In the available literature, there is no case report of a child with HT due to mucormycosis. The diagnosis of HT is based on the presence of clinical signs such as fever, tachycardia and heart palpitations, nausea, diarrhea, muscle weakness, fatigue and insomnia. However, in children who undergo antineoplastic therapy, such symptoms most commonly suggest the onset of general bacterial or fungal infection. Therefore, the diagnosis of HT in the described patient was not easy for oncohematologists. It is also important that the child presented no previous signs of hyperthyroidism, which would make the diagnosis easier. The ultrasound scan of the thyroid gland performed during the initial diagnosis of leukemia showed no abnormalities. It should also be stressed that psychotic symptoms came long before the other symptoms of HT. That is why it is extremely important for pediatric hematologists to include HT in the differential diagnosis of those symptoms.

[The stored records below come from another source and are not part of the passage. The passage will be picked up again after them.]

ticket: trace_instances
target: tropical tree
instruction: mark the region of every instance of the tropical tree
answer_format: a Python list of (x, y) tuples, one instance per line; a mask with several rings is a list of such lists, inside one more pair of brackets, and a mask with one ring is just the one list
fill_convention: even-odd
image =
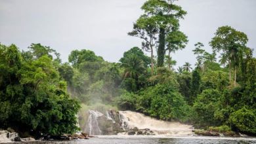
[(125, 63), (128, 58), (127, 57), (129, 57), (133, 55), (137, 56), (139, 59), (143, 61), (145, 68), (150, 65), (150, 58), (146, 56), (142, 52), (142, 50), (141, 50), (138, 47), (133, 47), (129, 50), (123, 53), (123, 58), (120, 59), (119, 62), (121, 63)]
[(68, 56), (68, 62), (76, 68), (78, 68), (79, 64), (83, 62), (101, 62), (103, 61), (102, 57), (96, 56), (94, 52), (89, 50), (75, 50), (72, 51)]
[(192, 51), (194, 54), (197, 55), (196, 60), (198, 62), (196, 63), (196, 66), (203, 72), (205, 69), (205, 63), (215, 63), (216, 54), (215, 52), (209, 54), (206, 52), (203, 49), (204, 46), (203, 44), (200, 42), (195, 44), (195, 49)]
[(221, 52), (221, 63), (228, 63), (229, 67), (229, 79), (231, 81), (231, 71), (234, 69), (234, 85), (236, 83), (236, 71), (240, 58), (244, 58), (248, 50), (246, 44), (248, 39), (243, 32), (236, 31), (230, 26), (222, 26), (218, 28), (215, 36), (210, 42), (213, 51)]
[(178, 73), (183, 73), (183, 67), (179, 67), (177, 69)]
[(185, 64), (183, 65), (183, 70), (190, 72), (190, 69), (192, 69), (191, 64), (189, 62), (185, 62)]
[(171, 69), (171, 52), (184, 48), (188, 42), (188, 37), (180, 31), (172, 31), (166, 38), (166, 50), (168, 50), (168, 68)]
[[(144, 14), (134, 24), (134, 30), (129, 34), (144, 39), (142, 46), (151, 51), (153, 63), (153, 46), (158, 43), (158, 67), (163, 67), (165, 55), (165, 38), (172, 31), (179, 29), (179, 20), (186, 12), (173, 5), (174, 1), (148, 0), (142, 7)], [(145, 36), (146, 35), (146, 36)], [(145, 46), (143, 46), (145, 47)], [(152, 65), (152, 72), (153, 67)]]
[(177, 64), (177, 61), (173, 60), (169, 56), (165, 56), (165, 67), (168, 67), (169, 70), (172, 69), (172, 66)]

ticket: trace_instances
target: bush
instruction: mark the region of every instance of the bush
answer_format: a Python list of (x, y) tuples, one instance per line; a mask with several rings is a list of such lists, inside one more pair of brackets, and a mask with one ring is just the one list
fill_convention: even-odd
[(123, 110), (135, 110), (137, 96), (132, 93), (125, 91), (116, 98), (116, 103), (119, 108)]
[(137, 110), (161, 120), (186, 120), (188, 105), (171, 84), (158, 84), (141, 91), (136, 105)]
[(250, 135), (256, 135), (256, 115), (255, 110), (248, 109), (244, 107), (230, 115), (229, 122), (234, 131), (239, 131)]
[(215, 89), (205, 90), (198, 96), (193, 105), (196, 113), (194, 121), (197, 126), (219, 124), (219, 121), (214, 118), (214, 115), (219, 107), (218, 102), (221, 97), (221, 92)]

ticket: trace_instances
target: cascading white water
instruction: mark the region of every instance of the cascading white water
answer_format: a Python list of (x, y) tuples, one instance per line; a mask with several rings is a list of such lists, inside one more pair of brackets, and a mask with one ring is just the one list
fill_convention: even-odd
[(192, 126), (177, 122), (159, 120), (143, 114), (133, 111), (119, 111), (123, 130), (148, 128), (158, 135), (192, 135)]
[(89, 117), (86, 124), (85, 132), (89, 135), (101, 135), (101, 130), (98, 126), (98, 118), (104, 115), (97, 111), (89, 111)]
[(107, 120), (110, 120), (112, 121), (113, 124), (116, 123), (116, 121), (113, 119), (113, 118), (112, 117), (112, 115), (110, 113), (110, 110), (108, 110), (108, 111), (106, 111), (106, 117), (107, 118)]

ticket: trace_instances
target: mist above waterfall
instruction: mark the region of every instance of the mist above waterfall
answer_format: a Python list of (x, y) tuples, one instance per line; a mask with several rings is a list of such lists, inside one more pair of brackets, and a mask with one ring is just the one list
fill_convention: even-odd
[(157, 120), (143, 114), (130, 111), (119, 111), (122, 118), (122, 126), (129, 129), (150, 129), (158, 135), (190, 135), (192, 126), (179, 122), (167, 122)]

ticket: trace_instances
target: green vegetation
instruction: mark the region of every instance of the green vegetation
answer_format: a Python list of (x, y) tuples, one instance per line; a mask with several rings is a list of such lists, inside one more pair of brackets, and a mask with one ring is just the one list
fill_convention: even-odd
[[(53, 50), (32, 44), (28, 52), (0, 45), (0, 127), (32, 135), (73, 134), (79, 103), (69, 98)], [(57, 55), (57, 58), (58, 55)]]
[(81, 124), (88, 109), (118, 107), (211, 131), (255, 135), (256, 58), (247, 35), (219, 27), (210, 42), (213, 52), (196, 43), (195, 67), (186, 62), (176, 71), (171, 53), (188, 41), (179, 30), (186, 12), (173, 1), (148, 0), (142, 9), (128, 33), (142, 39), (142, 47), (125, 52), (119, 63), (82, 49), (62, 63), (58, 53), (40, 44), (22, 52), (1, 45), (0, 128), (35, 135), (72, 134), (78, 130), (79, 101)]

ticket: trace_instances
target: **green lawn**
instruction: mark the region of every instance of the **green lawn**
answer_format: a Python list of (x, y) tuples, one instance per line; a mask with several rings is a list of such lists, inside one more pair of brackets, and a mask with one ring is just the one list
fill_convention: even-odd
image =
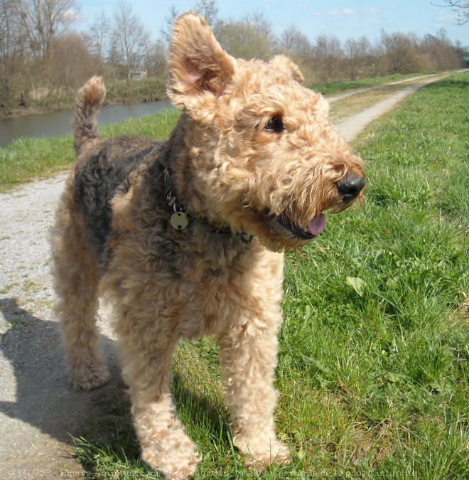
[[(290, 465), (244, 469), (213, 341), (180, 344), (173, 391), (203, 454), (196, 479), (469, 478), (468, 92), (453, 75), (374, 124), (355, 145), (362, 208), (288, 255), (276, 425)], [(103, 130), (151, 134), (157, 118)], [(78, 460), (93, 478), (151, 476), (124, 390), (100, 403)]]
[(372, 78), (362, 78), (357, 80), (348, 80), (344, 82), (333, 82), (331, 83), (314, 83), (308, 87), (313, 89), (315, 92), (319, 92), (323, 95), (334, 95), (338, 93), (341, 93), (346, 90), (354, 90), (358, 88), (367, 88), (367, 87), (374, 87), (377, 85), (383, 85), (384, 83), (390, 83), (392, 82), (399, 82), (400, 80), (405, 80), (408, 78), (414, 78), (419, 77), (426, 73), (409, 73), (406, 75), (389, 75), (386, 77), (373, 77)]

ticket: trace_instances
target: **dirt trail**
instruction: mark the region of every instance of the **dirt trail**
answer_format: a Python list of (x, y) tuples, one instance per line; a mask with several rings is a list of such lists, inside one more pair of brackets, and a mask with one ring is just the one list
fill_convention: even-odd
[[(406, 96), (436, 78), (403, 87), (372, 108), (336, 125), (350, 142)], [(360, 95), (360, 92), (354, 93)], [(100, 322), (111, 368), (109, 384), (74, 391), (65, 373), (58, 326), (51, 313), (48, 231), (65, 175), (0, 193), (0, 479), (80, 476), (71, 437), (99, 413), (97, 400), (123, 388), (117, 354)]]

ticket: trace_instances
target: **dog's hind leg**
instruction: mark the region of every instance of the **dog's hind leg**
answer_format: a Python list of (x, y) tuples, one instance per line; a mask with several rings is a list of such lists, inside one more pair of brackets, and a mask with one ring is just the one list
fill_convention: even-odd
[(70, 377), (75, 388), (88, 390), (109, 380), (96, 326), (99, 274), (86, 245), (82, 219), (76, 210), (65, 206), (67, 203), (64, 196), (51, 239), (55, 311), (60, 321)]

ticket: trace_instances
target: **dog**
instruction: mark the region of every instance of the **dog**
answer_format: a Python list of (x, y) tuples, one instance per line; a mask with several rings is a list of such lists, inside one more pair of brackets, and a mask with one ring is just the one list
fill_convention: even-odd
[(183, 112), (167, 142), (102, 139), (102, 79), (77, 96), (77, 161), (53, 233), (68, 372), (85, 390), (109, 379), (95, 325), (103, 296), (141, 457), (185, 479), (200, 456), (174, 413), (170, 362), (180, 339), (214, 336), (234, 445), (250, 468), (287, 462), (273, 386), (284, 252), (362, 197), (364, 163), (286, 57), (234, 59), (188, 13), (174, 23), (168, 63)]

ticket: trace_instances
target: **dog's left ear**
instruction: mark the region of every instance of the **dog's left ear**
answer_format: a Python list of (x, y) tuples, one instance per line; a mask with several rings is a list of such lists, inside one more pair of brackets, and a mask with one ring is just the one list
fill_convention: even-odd
[(269, 63), (276, 70), (286, 73), (300, 85), (303, 85), (305, 80), (303, 73), (296, 63), (293, 63), (288, 57), (284, 55), (276, 55)]
[(222, 48), (205, 21), (190, 12), (174, 22), (168, 65), (168, 93), (176, 107), (190, 112), (201, 97), (221, 95), (236, 60)]

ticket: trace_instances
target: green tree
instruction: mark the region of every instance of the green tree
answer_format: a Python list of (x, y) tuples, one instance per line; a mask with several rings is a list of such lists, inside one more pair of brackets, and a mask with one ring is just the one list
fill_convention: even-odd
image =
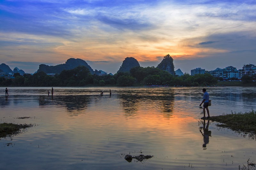
[(135, 78), (131, 76), (123, 75), (119, 76), (116, 81), (119, 86), (130, 87), (133, 85), (136, 80)]

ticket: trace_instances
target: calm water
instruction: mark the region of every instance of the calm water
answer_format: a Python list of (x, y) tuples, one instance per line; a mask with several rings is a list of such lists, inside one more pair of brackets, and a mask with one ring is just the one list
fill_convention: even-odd
[[(2, 88), (1, 122), (36, 126), (1, 139), (1, 169), (238, 169), (249, 159), (256, 163), (255, 139), (211, 122), (206, 129), (201, 88), (55, 87), (52, 98), (50, 87), (10, 87), (7, 98)], [(211, 116), (256, 109), (255, 88), (207, 91)], [(17, 119), (23, 116), (31, 118)], [(124, 159), (141, 154), (154, 157)]]

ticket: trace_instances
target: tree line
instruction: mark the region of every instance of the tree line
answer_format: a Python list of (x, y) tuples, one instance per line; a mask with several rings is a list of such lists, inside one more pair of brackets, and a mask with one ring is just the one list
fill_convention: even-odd
[[(40, 71), (23, 76), (15, 73), (14, 79), (0, 78), (0, 85), (5, 86), (75, 87), (116, 86), (129, 87), (143, 85), (169, 86), (204, 86), (216, 85), (218, 80), (209, 74), (190, 76), (185, 73), (181, 76), (173, 76), (154, 66), (132, 68), (130, 72), (119, 72), (114, 76), (99, 76), (92, 74), (86, 67), (79, 66), (64, 70), (54, 76)], [(246, 81), (248, 81), (248, 78)]]

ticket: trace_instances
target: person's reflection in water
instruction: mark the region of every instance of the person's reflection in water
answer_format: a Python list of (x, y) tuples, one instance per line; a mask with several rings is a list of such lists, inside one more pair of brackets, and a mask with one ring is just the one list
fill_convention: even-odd
[[(206, 145), (209, 143), (209, 137), (212, 136), (212, 131), (208, 130), (209, 127), (210, 121), (208, 120), (207, 125), (205, 127), (205, 120), (204, 120), (204, 127), (200, 127), (199, 128), (200, 132), (202, 134), (202, 135), (204, 137), (204, 144), (203, 144), (203, 147), (204, 149), (206, 149)], [(204, 131), (202, 132), (202, 129)]]

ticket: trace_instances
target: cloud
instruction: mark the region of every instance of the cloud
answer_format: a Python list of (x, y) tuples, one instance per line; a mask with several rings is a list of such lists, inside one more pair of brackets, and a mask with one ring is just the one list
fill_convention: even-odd
[(250, 58), (255, 50), (254, 1), (21, 0), (4, 1), (0, 10), (4, 62), (73, 57), (110, 70), (126, 56), (146, 66), (169, 53), (188, 68), (186, 60)]
[(200, 43), (198, 44), (199, 44), (199, 45), (207, 45), (208, 44), (213, 44), (213, 43), (215, 43), (217, 42), (218, 41), (212, 41), (203, 42), (200, 42)]
[(89, 62), (89, 63), (109, 63), (110, 62), (109, 61), (89, 61), (87, 60), (86, 61), (87, 62)]

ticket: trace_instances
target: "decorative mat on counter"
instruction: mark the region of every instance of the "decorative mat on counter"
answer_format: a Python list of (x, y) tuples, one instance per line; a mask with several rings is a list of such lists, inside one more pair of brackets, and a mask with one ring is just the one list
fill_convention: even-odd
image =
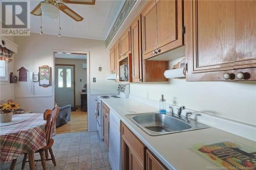
[(198, 144), (190, 148), (225, 169), (256, 168), (256, 149), (232, 140)]

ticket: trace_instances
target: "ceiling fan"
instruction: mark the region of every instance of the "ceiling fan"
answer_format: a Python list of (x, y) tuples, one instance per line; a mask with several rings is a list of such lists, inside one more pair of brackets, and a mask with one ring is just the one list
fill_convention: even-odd
[(95, 0), (59, 0), (58, 1), (60, 2), (57, 3), (55, 0), (45, 0), (39, 3), (30, 13), (35, 16), (42, 15), (52, 19), (57, 19), (59, 10), (60, 10), (74, 20), (81, 21), (83, 18), (63, 3), (81, 5), (95, 4)]

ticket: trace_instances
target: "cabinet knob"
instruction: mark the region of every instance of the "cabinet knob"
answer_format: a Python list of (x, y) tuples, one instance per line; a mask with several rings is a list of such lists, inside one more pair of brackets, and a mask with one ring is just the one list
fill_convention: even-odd
[(223, 78), (225, 80), (228, 80), (230, 78), (230, 75), (229, 73), (226, 72), (225, 74), (224, 74)]
[(238, 72), (237, 74), (237, 78), (238, 79), (243, 79), (244, 77), (244, 74), (243, 72)]

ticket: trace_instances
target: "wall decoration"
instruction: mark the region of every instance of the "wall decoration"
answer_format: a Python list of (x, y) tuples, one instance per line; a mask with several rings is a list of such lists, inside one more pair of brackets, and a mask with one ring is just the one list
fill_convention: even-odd
[(201, 143), (190, 147), (224, 169), (254, 169), (256, 149), (231, 140)]
[(10, 73), (10, 83), (17, 83), (17, 76), (12, 72)]
[(39, 67), (39, 85), (47, 87), (51, 85), (51, 67), (43, 65)]
[(33, 72), (32, 75), (32, 81), (33, 82), (38, 82), (39, 81), (38, 72)]
[(24, 67), (22, 67), (18, 69), (17, 71), (18, 72), (18, 81), (19, 82), (26, 82), (27, 80), (27, 71), (28, 71)]
[(111, 31), (110, 31), (110, 33), (106, 37), (106, 41), (105, 42), (106, 47), (108, 45), (109, 45), (110, 42), (115, 36), (115, 35), (116, 35), (117, 31), (118, 31), (119, 29), (123, 23), (137, 1), (137, 0), (125, 1), (121, 11), (120, 11), (117, 18), (116, 18), (114, 26), (111, 29)]

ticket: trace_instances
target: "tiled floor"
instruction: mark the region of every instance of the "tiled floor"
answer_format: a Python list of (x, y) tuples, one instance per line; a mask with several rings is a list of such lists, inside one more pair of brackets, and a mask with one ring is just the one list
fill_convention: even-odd
[[(98, 132), (75, 132), (58, 134), (53, 137), (52, 147), (57, 165), (47, 161), (48, 169), (111, 169), (105, 143), (99, 139)], [(35, 155), (35, 159), (40, 157)], [(15, 169), (20, 169), (22, 155), (17, 160)], [(1, 169), (9, 169), (10, 162), (1, 163)], [(36, 169), (42, 168), (38, 162)], [(29, 169), (28, 163), (25, 169)]]

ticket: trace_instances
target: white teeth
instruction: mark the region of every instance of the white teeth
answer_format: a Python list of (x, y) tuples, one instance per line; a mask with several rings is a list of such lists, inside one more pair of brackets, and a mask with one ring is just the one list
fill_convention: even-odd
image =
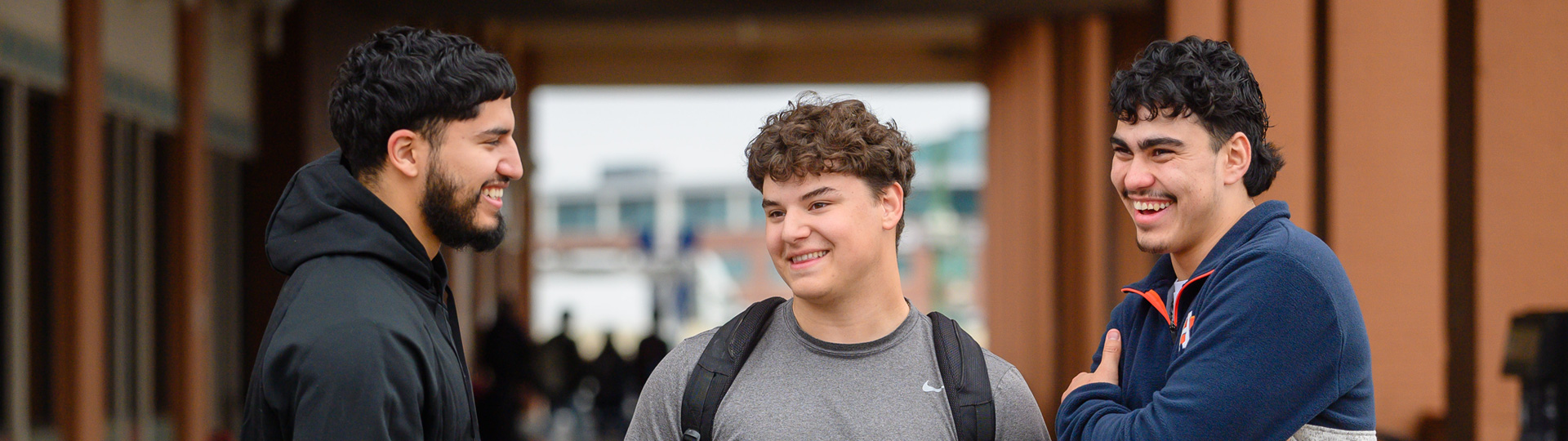
[(1163, 210), (1165, 207), (1170, 206), (1171, 202), (1138, 202), (1138, 201), (1132, 202), (1134, 210)]
[(800, 262), (817, 259), (817, 257), (822, 257), (822, 256), (826, 256), (826, 254), (828, 254), (828, 251), (817, 251), (817, 253), (809, 253), (809, 254), (800, 254), (800, 256), (790, 257), (789, 261), (790, 261), (790, 264), (800, 264)]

Involvement of the thyroid gland in fungal infections is rarely diagnosed; such diagnosis is often reached postmortem [7, 8]. The most common etiological factor of thyroiditis is Aspergillus. Infections due to members of the Mucorales have been an increasing clinical problem in recent years, and the prognosis in generalized infections due to those fungi is usually very poor [911]. The most common manifestations of mucormycosis in Europe were pulmonary (30 %), rhinocerebral (27 %), soft tissue (26 %) and disseminated disease (15 %) [9]. The involvement of the thyroid gland in the history of mucormycosis is described in the literature extremely seldom (Table 1). The intra vitam diagnosis of thyroiditis due to a member of the Mucorales in our patient was based on the clinical signs, hormonal evaluation, ultrasound scan and histopathological examination. We supposed thyroiditis due to Mucor sp. in the result of generalized fungal infection with the beginning in the right lung (positive culture from the pleural fluid). The introduction of the appropriate therapeutic procedure in our patient led to regression of HT symptoms. Unfortunately, despite the complex antifungal therapy and pulmonectomy, further spread of the infection to other organs was observed. Such an unfavorable course of generalized mucormycosis is reported by numerous authors [5, 12]. We also considered thyroidectomy concomitant with pulmonectomy. However, due to the serious general condition of the patient and the severity of the elective pulmonectomy—after consulting anesthesiologists—the patient was disqualified from thyroidectomy.

Table 1 Thyroid gland involvement in mucormycosis [3, 7, 1318]

The child died due to general fungal infection because of multiorgan failure. The generalized mucormycosis is still connected with poor prognosis and the mortality remains high.